When the party’s over

Lawrence students cynical about resolutions

New Year’s resolutions? Please. Nobody keeps those.

“I’ll probably break mine in a minute,” Southwest Junior High School seventh-grader James Kenney said.

What if you record it for posterity?

“I don’t think a lot of people will remember by July,” said Kayla Caple, Tonganoxie High School sophomore.

Members of the Journal-World’s Angle, a student advisory board, met last week to discuss New Year’s resolutions and record their own. However, this group, though young, was anything but idealistic. Many of the students, who are in sixth through 12th grades at area schools, admitted they probably wouldn’t stick to the resolutions once they walked out the door.

“Why bother making up a resolution?” they asked. “And what does it have to do with the new year, anyway?”

Chelsea Lund, a Eudora High School freshman, said making and keeping a promise to oneself could boost confidence by exercising willpower.

“You have a sense of self-control if you keep it,” she said.

Victoria Gilman, an eighth-grader at West Junior High School, said she thought the occasion people used to start their resolutions was incidental.

“I think New Year’s is mainly an excuse,” she said. “It’s an excuse to start new.”

Capitalizing on that excuse, Angle members did come up with some well-intentioned and thoughtful resolutions. They vowed to practice the saxophone more, walk and bike more, spend more time with friends, sleep more and do more volunteer work.

Aaryn Wertz, a Pinckney School sixth-grader, vowed to “choose the right friends for me.”

“The right friends are the best,” she said.

Allison Morte, a seventh-grader at Southwest, wanted to be more responsible by returning her library books on time. Olivia Taylor-Puckett, a McLouth sixth-grader who attends Foreign Language Academy in Kansas City, Mo., said she would try not whine about taking care of her new horse when the weather’s bad.

One student said she actually had made and kept a resolution once.
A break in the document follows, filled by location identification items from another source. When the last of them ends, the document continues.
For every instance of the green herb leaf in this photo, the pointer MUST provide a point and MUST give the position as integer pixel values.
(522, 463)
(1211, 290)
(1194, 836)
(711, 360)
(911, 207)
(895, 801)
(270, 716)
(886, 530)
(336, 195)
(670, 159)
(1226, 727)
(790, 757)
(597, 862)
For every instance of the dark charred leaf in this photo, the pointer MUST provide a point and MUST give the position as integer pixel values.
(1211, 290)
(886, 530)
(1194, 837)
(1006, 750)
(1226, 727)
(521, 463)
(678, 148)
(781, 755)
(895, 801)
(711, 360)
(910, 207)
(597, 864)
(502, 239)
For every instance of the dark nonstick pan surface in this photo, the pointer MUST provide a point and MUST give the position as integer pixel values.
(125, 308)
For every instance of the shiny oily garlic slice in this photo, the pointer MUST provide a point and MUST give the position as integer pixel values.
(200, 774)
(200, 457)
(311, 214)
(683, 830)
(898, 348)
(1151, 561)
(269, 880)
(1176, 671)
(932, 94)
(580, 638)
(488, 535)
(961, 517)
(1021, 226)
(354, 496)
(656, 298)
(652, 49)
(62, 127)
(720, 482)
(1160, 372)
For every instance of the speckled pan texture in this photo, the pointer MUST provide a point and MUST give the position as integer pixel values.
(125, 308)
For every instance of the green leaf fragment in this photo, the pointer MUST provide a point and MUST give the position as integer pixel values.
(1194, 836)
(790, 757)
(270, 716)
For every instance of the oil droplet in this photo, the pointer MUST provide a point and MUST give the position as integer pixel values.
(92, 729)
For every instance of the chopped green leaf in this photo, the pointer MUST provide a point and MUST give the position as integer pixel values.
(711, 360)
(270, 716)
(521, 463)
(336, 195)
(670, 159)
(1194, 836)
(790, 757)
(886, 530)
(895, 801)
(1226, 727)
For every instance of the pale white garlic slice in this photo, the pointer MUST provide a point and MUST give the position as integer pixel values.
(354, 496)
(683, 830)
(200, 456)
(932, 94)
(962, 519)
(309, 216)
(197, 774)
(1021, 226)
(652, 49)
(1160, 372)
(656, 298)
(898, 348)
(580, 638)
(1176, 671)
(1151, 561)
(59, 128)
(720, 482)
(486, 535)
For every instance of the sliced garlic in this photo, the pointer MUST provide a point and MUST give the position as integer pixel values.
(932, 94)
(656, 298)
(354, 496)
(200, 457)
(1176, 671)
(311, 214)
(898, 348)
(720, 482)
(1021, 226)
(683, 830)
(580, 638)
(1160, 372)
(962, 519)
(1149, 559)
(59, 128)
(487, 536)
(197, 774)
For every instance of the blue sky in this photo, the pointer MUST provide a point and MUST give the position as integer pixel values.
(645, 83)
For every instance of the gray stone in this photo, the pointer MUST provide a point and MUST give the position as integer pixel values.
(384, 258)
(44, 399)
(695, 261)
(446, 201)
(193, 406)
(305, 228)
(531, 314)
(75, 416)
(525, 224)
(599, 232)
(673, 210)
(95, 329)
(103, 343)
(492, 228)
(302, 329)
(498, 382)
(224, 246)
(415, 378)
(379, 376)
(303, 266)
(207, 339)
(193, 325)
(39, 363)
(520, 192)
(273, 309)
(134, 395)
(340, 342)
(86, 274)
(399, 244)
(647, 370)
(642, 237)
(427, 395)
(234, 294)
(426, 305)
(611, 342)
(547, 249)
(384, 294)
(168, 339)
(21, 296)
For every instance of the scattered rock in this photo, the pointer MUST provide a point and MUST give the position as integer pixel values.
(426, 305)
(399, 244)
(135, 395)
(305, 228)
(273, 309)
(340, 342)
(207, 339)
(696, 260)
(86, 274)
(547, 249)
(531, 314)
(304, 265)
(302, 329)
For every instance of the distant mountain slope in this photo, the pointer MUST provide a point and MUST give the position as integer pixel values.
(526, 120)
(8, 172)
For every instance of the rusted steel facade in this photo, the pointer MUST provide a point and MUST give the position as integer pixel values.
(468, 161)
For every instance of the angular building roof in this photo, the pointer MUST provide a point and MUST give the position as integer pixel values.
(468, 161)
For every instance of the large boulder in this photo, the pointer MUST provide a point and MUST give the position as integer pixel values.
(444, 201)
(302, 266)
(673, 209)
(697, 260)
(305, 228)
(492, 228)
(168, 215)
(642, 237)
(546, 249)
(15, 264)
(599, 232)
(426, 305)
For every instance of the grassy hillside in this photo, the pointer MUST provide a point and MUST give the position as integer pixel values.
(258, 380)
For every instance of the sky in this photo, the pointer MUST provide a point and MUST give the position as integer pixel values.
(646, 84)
Eudora High School junior Sasha Lund said a few years ago, she decided to drink more water, and she still drinks several glasses each day.

Lawrence youths in Angle, the Journal-World's teen advisory board, discuss New Year's resolutions while Angle adviser Dean Royal records the conversation for a podcast.

But even with a success story, Sasha suggested people make “buffer” resolutions – things they would have done anyway – and when they do those, they’ll be able to check it off the list.

Molly-Ann Wells, a Tonganoxie freshman, agreed with Sasha and summed up the general attitude of her peers toward resolutions: “It’s good to aim low. Then you have a bigger feeling of accomplishment.”

Such cynicism. And at such a young age.

Then again, maybe age was the reason few students felt they needed resolutions – they don’t appear to be a must-have among teens. Aaryn said not everyone has resolutions, so “you don’t have to have one.”

A cell phone, on the other hand, or an iPod would be a whole different story.

– Katie Kritikos, a Journal-World copy editor, is an Angle adviser.